The sound of breaking glass filled the chapel before any of us could say another word. Lucian pressed me behind him, his body acting as a shield and moved quickly. His voice a low growl, he said, "Stay close." The air grew heavy, infused with a dark energy that caused my back of the neck's hair to stand on edge.
From the shadows came a black figure whose face was hidden but whose presence was unquestionably frightening. "Lucian Grey," the man stated with a venomous voice. "Still playing the hero, I note."
"What do you wish for?" Lucian demanded, his body poised for attack. The apparition laughed-a hollow, icy sound that chilled my spine. "Obviously, the female. Turn her over; I might let you survive." Lucian hissed, his eyes ablaze with a wild light over his dead body.
"That can be set up," the man said, approaching. Lucian lunged for the creature, his motions a blur; the air around us buzzed with vitality. Their force of impact rocked the ground under us in a conflict of power. Heart pounding, I staggered back as the fight continued.
Then I sensed it-a stinging, searing anguish in my chest. Downward, I saw a brilliant mark-complex and ancient-like a brand seared into my soul spreading across my skin. "Calla," Lucian spoke with a far-off, terrified quality.
The person turned to look at me, triumph shining in their eyes. "It's begun," they said, their voice nearly respectful. "She is waking." "Why didn't you tell me this could kill me?" I stumbled into the clearing, gripping my chest where the luminous symbol still pulsed weakly under my skin.
The jungle was eerily still, save for the sound of my strained breathing. Lucian was close behind me, his voice sharp and strained. "Because I didn't know it would happen this soon." "That's not good enough!" I whirled on him, my rage spilling out.
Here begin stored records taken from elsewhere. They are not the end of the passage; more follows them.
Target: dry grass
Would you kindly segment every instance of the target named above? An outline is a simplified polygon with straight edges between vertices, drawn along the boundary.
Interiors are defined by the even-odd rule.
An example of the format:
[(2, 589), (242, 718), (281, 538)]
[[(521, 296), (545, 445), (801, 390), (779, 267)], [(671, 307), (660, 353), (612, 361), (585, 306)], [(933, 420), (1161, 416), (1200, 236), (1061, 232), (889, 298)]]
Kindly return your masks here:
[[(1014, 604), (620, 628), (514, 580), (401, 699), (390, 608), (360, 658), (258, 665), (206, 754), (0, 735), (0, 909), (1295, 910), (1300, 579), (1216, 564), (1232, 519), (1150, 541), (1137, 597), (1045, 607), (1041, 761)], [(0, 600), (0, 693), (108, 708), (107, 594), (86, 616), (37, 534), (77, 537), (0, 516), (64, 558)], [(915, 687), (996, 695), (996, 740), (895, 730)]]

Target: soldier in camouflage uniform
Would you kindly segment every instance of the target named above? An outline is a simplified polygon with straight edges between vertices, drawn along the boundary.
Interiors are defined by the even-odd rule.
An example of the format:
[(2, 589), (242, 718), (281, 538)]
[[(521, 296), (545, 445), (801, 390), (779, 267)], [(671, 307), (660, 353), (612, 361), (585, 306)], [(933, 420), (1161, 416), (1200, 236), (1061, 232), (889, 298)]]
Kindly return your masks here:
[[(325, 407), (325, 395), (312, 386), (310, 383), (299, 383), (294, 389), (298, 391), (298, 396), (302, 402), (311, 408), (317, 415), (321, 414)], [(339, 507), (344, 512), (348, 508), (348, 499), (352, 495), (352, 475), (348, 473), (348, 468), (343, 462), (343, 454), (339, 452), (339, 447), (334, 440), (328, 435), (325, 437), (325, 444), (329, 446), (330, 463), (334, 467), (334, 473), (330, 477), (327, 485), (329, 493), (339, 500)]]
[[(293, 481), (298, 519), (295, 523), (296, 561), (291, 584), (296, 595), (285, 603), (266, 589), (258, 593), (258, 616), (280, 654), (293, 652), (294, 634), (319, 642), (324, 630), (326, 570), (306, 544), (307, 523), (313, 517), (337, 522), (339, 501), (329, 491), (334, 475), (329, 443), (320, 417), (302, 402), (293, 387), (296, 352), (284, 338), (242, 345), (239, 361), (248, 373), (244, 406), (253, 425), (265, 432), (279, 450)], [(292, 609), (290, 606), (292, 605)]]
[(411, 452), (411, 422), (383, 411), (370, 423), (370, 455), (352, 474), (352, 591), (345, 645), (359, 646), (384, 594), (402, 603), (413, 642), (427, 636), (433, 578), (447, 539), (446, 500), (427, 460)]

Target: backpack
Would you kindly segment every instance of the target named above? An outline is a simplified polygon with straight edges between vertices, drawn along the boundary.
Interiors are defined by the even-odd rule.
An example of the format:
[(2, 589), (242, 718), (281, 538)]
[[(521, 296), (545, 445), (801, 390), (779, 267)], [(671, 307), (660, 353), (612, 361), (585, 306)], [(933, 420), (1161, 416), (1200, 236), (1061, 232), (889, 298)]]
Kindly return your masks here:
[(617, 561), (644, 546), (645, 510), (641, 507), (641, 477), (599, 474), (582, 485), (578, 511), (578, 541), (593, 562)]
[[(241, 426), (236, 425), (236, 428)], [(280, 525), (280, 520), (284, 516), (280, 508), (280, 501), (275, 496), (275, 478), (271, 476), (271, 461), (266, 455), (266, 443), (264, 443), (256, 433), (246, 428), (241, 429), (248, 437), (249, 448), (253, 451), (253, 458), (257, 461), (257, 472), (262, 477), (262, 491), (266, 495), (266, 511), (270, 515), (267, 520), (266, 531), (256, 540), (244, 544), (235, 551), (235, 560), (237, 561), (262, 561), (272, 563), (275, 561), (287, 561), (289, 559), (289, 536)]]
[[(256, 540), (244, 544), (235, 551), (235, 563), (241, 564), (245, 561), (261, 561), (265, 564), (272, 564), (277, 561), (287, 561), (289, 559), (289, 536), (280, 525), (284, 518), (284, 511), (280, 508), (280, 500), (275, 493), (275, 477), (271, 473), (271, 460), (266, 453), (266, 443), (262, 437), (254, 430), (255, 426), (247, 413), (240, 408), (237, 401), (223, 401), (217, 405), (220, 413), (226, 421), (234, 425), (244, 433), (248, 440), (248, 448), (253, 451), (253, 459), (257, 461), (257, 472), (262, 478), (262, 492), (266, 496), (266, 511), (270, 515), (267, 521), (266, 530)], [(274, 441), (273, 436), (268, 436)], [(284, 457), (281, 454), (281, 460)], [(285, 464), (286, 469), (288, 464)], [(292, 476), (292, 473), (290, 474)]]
"I deserve the truth, Lucian. You keep telling me to trust you, but you've done nothing but keep me in the dark!" He paused in his tracks, his hands clenched at his sides. "You think I like this? Watching you suffer because of something I couldn't stop? I've spent centuries attempting to break this curse, Calla. Centuries! And now you're tangled in it because of me."
"Then twist me!" I broke off in a snapping voice. "Change it, Lucian." I object to being involved in this!